Aight this is the rewritten code that we were discussing today. It should be mostly a drop in replacement for the older code. There are a ton of changes, but they're all pretty straightforward. The regression engine is faster but functionally results in the same output. The MI engine is entirely python with standard dependencies, and returns mostly the same output (to float tolerance). The exception is the CLR change that was discussed today.
The workflow is lighter in memory usage; after it finishes setup, workflow.design and workflow.response should be the only heavy memory objects remaining (the rest should dereferenced for garbage collection). To mitigate problems with memory spiking during setup, workflow.async_start can be set True, and the code in startup_run will run on workflow.async_chunk number of processes. Once one process finishes startup_run, another will start, until everyone's finished. It'll then run startup_final with all the processes and move on to running the regression. MI and the regression driver do copy workflow.design and workflow.response, but not at the same time, and those copies are dereferenced for garbage collection. Peak memory usage during regression should be a little over 4 times the expression data once it's in an array, plus overhead from the interpreter. I believe that all KVS objects are torn down immediately after all of the client processes have accessed them.
The utils package has a Debug class that's just used in place of print and can be set to varying levels of verbosity. It also has a kvs_async class that has process control methods to manage staging through KVS.

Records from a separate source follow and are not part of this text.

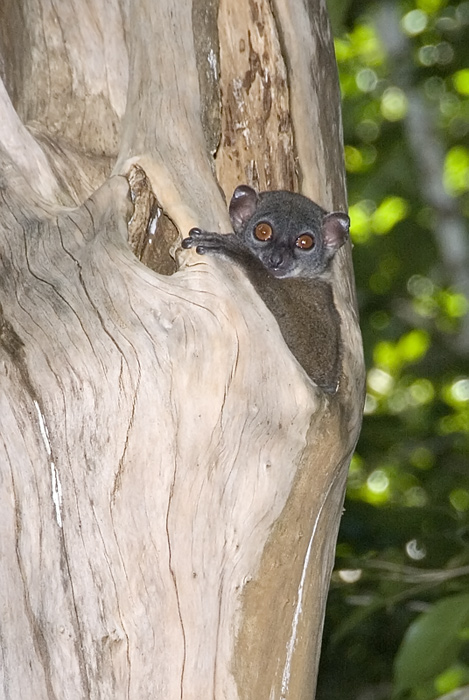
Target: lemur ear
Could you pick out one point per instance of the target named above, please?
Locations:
(335, 228)
(242, 206)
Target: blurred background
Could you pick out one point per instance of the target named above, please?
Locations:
(397, 623)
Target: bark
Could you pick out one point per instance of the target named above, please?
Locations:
(171, 480)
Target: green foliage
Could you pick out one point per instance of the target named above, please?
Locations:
(432, 643)
(398, 611)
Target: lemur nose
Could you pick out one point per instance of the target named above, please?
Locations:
(276, 258)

The entire thing runs parallelized with python 2.7. It runs nicely in 3.6 as well, provided that there is only one process. There is some desync bug in 3.6 that turns the output to garbage with multiple processes (it fails silently, so if you run this on the HPC with 3.6 it'll just give you nonsense). It passes all of the existing tests, but I haven't implemented any new ones and it may be worth comparing your specific output before & after this branch.